General Election Opinion Poll Inquiry publishes report
The Inquiry set up to investigate inaccuracies in the opinion polls during the 2015 General Election campaign, Chaired by University of Southampton Professor, Patrick Sturgis, has released its full report.
Twelve recommendations are made to the polling industry in the Report of the Inquiry into the 2015 British General Election opinion polls. The Inquiry recommends a number of changes to British Polling Council (BPC) rules. These include requiring members to pre-register ‘vote intention’ polls before conducting fieldwork and providing statistical significance tests for changes in vote shares between polls. The report also makes recommendations for improving the representativeness of polling samples.
Pre-election polls in the 2015 election significantly under-estimated the size of the Conservative lead over Labour, with the final polls incorrectly suggesting a statistical ‘dead heat’. Preliminary findings of the Inquiry, released in January 2016, showed the primary cause of the failure of the polls was unrepresentativeness in the composition of the poll samples. The methods of sample recruitment used by the polling organisations resulted in systematic over-representation of Labour voters and under-representation of Conservative ones. Statistical adjustment procedures were not effective in mitigating these errors.
The recommendations made in this new, full report, include measures to improve the representativeness of quota samples and for better prediction of voter turn-out. The Inquiry identifies probability sampling as a more accurate way of collecting samples of voters, but acknowledges the practical and cost barriers for the industry of using this approach.
In addition, the report suggests an academic led pre and post-election random probability survey for the 2020 General Election, to be funded by the Economic and Social Research Council (ESRC).
Chaired by Patrick Sturgis, Professor of Research Methodology at the University of Southampton, the independent Polling Inquiry was set up last May by the British Polling Council (BPC) and the Market Research Society (MRS). It was tasked with establishing the extent of inaccuracies in the polls, the reasons for inaccuracies, and whether the polls were properly communicated to the general public.
Commenting on the report, Professor Patrick Sturgis said: “Opinion polls are subject to many different sources of error and no set of procedures will ever guarantee total accuracy. But how polls are conducted and reported in the UK can and should be improved. We hope the recommendations set out in this report will be taken on board by the polling industry in order to reduce the risk of these kinds of polling errors being repeated in future elections.”
Lord David Lipsey, co-chair of the All-Party Parliamentary Group on Statistics (APGS), said: "Parliamentarians in the APGS warmly welcome Professor Sturgis's authoritative report. Its scrupulous attention to the statistical facts supersedes the uninformed speculation that followed the opinion poll disaster of 2015. In view of the political impact of the polls, Parliament is sure to take a close interest in how the polling industry responds to Professor Sturgis's careful and cautious recommendations."
The Polling Inquiry report will now be published by the BPC and MRS who will set out their responses to the findings and recommendations.
Notes for editors
The 12 recommendations made in the Report of the Inquiry into the 2015 British General Election opinion polls are:
BPC members should:
1. include questions during the short campaign to determine whether respondents have already voted by post.

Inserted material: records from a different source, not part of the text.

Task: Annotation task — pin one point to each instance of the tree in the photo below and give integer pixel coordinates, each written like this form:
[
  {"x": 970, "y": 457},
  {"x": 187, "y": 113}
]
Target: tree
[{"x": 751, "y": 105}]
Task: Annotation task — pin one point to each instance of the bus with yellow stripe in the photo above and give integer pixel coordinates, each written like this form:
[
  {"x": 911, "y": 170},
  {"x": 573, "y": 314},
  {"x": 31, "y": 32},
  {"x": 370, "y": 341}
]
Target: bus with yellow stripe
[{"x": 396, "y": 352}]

Where respondents have already voted by post they should not be asked the likelihood to vote question.
2. review existing methods for determining turnout probabilities. Too much reliance is currently placed on self-report questions which require respondents to rate how likely they are to vote, with no strong rationale for allocating a turnout probability to the answer choices.
3. review current allocation methods for respondents who say they don’t know, or refuse to disclose which party they intend to vote for. Existing procedures are ad hoc and lack a coherent theoretical rationale. Model-based imputation procedures merit consideration as an alternative to current approaches.
4. take measures to obtain more representative samples within the weighting cells they employ.
5. investigate new quota and weighting variables which are correlated with propensity to be observed in the poll sample and vote intention.
The Economic and Social Research Council (ESRC) should:
6. fund a pre as well as a post-election random probability survey as part of the British Election Study in the 2020 election campaign.
BPC rules should be changed to require members to:
7. state explicitly which variables were used to weight the data, including the population totals weighted to and the source of the population totals.
8. clearly indicate where changes have been made to the statistical adjustment procedures applied to the raw data since the previous published poll. This should include any changes to sample weighting, turnout weighting, and the treatment of Don’t Knows and Refusals.
9. commit, as a condition of membership, to releasing anonymised poll micro-data at the request of the BPC management committee to the Disclosure Sub Committee and any external agents that it appoints.
10. pre-register vote intention polls with the BPC prior to the commencement of fieldwork. This should include basic information about the survey design such as mode of interview, intended sample size, quota and weighting targets, and intended fieldwork dates.
11. provide confidence (or credible) intervals for each separately listed party in their headline share of the vote.
12. provide statistical significance tests for changes in vote shares for all listed parties compared to their last published poll.